Install GSL (GNU Scientific Library) before compilation by sudo apt-get install libgsl-dev

Compilation

Modify the CUDA architecture in compile.sh to fit your GPU. Here I use Quadro RTX 4000, so it is "-gencode arch=compute_75,code=sm_75". Then run compile.sh.

Demo usage

For Matlab, see demo.m. For Python, see demo_vectors.py or demo_similarities.py.

Demonstration

You can download the data here to repeat the following demos. Note that some similarity matrices may be non-normalized (SCE will normalize them internally).

SHUTTLE data set

58,000 data points. Data source. Pre-computed similarity matrix (entropic affinity with perplexity 30).

SCE (69 seconds) t-SNE LargeVis UMAP
shuttle sce shuttle tsne shuttle largevis shuttle umap

MNIST data set

70,000 data points, Data source, Pre-computed similarity matrix (10-nearst-neighbor graph).

SCE (47 seconds) t-SNE LargeVis UMAP
mnist sce mnist tsne mnist largevis mnist umap

IJCNN data set

126,701 data points. Data source, see ijcnn1. Pre-computed similarity matrix (entropic affinity with perplexity 30), where class labels stand for ten engines instead of the original binary.

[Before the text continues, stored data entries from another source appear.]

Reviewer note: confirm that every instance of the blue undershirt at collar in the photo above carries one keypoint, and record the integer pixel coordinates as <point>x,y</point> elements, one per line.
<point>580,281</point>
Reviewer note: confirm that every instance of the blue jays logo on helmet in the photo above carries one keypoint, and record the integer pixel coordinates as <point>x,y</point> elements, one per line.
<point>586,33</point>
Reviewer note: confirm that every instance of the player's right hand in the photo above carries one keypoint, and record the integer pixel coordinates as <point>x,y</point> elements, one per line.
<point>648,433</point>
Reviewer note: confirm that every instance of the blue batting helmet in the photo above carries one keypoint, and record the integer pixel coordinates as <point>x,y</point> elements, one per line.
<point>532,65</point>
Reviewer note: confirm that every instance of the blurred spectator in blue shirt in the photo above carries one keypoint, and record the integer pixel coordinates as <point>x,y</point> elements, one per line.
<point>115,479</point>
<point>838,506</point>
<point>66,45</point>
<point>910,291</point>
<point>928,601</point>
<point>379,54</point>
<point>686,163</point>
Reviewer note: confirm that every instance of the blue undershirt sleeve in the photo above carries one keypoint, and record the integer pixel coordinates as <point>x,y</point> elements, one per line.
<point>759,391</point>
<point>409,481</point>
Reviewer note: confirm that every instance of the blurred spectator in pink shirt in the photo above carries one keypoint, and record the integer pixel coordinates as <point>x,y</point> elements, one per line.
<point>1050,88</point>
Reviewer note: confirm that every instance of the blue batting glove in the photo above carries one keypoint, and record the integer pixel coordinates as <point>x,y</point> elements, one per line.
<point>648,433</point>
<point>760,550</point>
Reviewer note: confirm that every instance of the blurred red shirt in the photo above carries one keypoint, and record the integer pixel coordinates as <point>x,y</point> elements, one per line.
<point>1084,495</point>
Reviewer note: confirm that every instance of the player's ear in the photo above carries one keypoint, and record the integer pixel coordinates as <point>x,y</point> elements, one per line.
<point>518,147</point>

SCE (75 seconds) t-SNE LargeVis UMAP
ijcnn sce ijcnn tsne ijcnn largevis ijcnn umap

TOMORADAR data set

120,024 data points. The data was collected via a helicopter-borne microwave profiling radar termed FGI-Tomoradar to investigate the vertical topography structure of forests. The original vectorial data (NB! 5.6GB). Pre-computed similarity matrix (50-nearest-neighbor graph).

SCE (660 seconds) t-SNE LargeVis UMAP
tomoradar sce tomoradar tsne tomoradar largevis tomoradar umap

FLOW-CYTOMETRY data set

1,000,000 data points. Data source. Preprocessed vectorial data. Pre-computed similarity matrix (15-nearest-neighbor graph).

SCE (7713 seconds) t-SNE LargeVis UMAP
flow-cytometry sce flow-cytometry tsne flow-cytometry largevis flow-cytometry umap

HIGGS data set

11,000,000 points. Data source. Pre-computed similarity matrix (5-nearest-neighbor graph).

SCE (8969 seconds) t-SNE LargeVis UMAP
higgs sce higgs tsne higgs largevis higgs umap

FAQs

  • Q: SCE cannot find clusters for my data. Why?
  • A: SCE is designed for well-clustered data. SCE may not identify meaningful clusters if your data is not well-clustered.

  • Q: The clusters found by SCE do not match the ground truth classes in my data. Why?
  • A: SCE is an unsupervised method. There is no guarantee that the clusters must be aligned with the supervised class labels.

  • Q: The clusters found by SCE looked too small. How can I improve it?
  • A: You can tune the parameter alpha to adjust the attraction-repulsion trade-off. By default alpha=0.5. When alpha approaches 0, it behaves similarly to SNE. When alpha approaches 1, the clusters would be more shattered or more compact.